The servant prayed a most specific prayer. He described where he was, what he would say and what a woman would say that would identify her to him as the right wife for his master’s son. The critical criteria was showing concern for the servant’s animals. If a young woman responded in this way, he would know that Yahweh had demonstrated steadfast love for Abraham.
While he still prayed, a young woman approached the well. The servant ran to her and asked her for a drink of water. She responded as he had prayed she would, offering to give water to his animals as well. He asked her name. It was Abraham’s niece Rebekah! After learning who he was, she invited him to her father’s house. He bowed and worshiped Yahweh and said, “Blessed be the Lord, the God of my master Abraham, who has not forsaken his steadfast love and his faithfulness toward my master. As for me, the Lord has led me on the way to the house of my master’s kin” (Genesis 24:26-27). He would tell her father what he had prayed, the father would break with tradition by asking what she wanted to do, and she would return with Abraham’s servant to marry Isaac.

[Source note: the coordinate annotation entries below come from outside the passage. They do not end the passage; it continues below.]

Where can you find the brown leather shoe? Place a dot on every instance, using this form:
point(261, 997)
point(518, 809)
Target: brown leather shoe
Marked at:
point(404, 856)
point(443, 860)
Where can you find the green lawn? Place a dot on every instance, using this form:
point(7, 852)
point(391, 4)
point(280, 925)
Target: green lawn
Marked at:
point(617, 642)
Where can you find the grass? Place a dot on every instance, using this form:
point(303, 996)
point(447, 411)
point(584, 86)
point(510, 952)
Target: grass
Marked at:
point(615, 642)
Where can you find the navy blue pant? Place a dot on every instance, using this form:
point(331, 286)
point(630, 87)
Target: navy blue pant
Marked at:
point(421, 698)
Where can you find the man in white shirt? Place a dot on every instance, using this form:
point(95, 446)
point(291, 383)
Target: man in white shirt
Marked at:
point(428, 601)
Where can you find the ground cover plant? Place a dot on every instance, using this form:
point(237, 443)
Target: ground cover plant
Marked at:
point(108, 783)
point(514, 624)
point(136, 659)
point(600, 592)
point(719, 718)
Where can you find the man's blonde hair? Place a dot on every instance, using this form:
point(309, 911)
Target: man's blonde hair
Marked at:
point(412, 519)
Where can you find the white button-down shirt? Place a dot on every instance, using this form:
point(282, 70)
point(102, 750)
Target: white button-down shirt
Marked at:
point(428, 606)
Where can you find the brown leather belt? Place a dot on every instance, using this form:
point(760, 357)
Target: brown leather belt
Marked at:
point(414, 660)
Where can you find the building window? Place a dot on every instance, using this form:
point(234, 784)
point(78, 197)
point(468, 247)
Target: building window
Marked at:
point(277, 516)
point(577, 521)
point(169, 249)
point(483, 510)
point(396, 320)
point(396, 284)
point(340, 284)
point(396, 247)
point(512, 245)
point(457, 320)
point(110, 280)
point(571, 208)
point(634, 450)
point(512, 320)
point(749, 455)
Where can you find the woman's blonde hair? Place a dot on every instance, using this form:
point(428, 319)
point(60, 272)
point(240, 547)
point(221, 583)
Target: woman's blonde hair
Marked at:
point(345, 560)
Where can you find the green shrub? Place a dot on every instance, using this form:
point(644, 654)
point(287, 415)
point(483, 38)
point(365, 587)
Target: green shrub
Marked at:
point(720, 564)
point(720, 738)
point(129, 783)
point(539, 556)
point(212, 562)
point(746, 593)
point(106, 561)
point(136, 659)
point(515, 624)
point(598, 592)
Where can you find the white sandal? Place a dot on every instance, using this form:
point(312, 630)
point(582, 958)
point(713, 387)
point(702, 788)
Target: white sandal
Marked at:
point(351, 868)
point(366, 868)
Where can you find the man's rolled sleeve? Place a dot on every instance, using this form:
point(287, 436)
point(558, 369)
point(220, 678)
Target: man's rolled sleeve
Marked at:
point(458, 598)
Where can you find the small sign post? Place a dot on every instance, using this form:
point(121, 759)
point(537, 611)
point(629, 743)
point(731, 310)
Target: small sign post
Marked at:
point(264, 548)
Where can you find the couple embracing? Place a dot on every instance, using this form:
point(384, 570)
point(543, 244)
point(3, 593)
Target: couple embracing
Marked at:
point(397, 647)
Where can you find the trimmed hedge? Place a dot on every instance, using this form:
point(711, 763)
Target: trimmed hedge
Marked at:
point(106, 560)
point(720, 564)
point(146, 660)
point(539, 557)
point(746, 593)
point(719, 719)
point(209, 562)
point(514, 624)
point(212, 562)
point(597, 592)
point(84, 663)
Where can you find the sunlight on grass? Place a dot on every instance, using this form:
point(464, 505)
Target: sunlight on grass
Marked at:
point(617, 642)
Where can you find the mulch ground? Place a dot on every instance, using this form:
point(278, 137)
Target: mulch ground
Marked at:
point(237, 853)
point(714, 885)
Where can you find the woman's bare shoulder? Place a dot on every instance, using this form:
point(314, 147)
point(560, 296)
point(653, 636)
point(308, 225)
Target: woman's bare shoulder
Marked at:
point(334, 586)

Abraham’s servant models perseverance and faith. He had traveled hundreds of miles before he prayed this prayer. Whether he acted on his own faith or that he observed in Abraham, he challenged God to show his love for Abraham by identifying the wife for Isaac. Imagine someone praying to God because they had watched how you lived and worshiped. When God delivered an answer, the servant acknowledged the power of God and knelt to honor him. Prayer based on perseverance and faith – that is the story of Abraham’s servant. Will it be yours?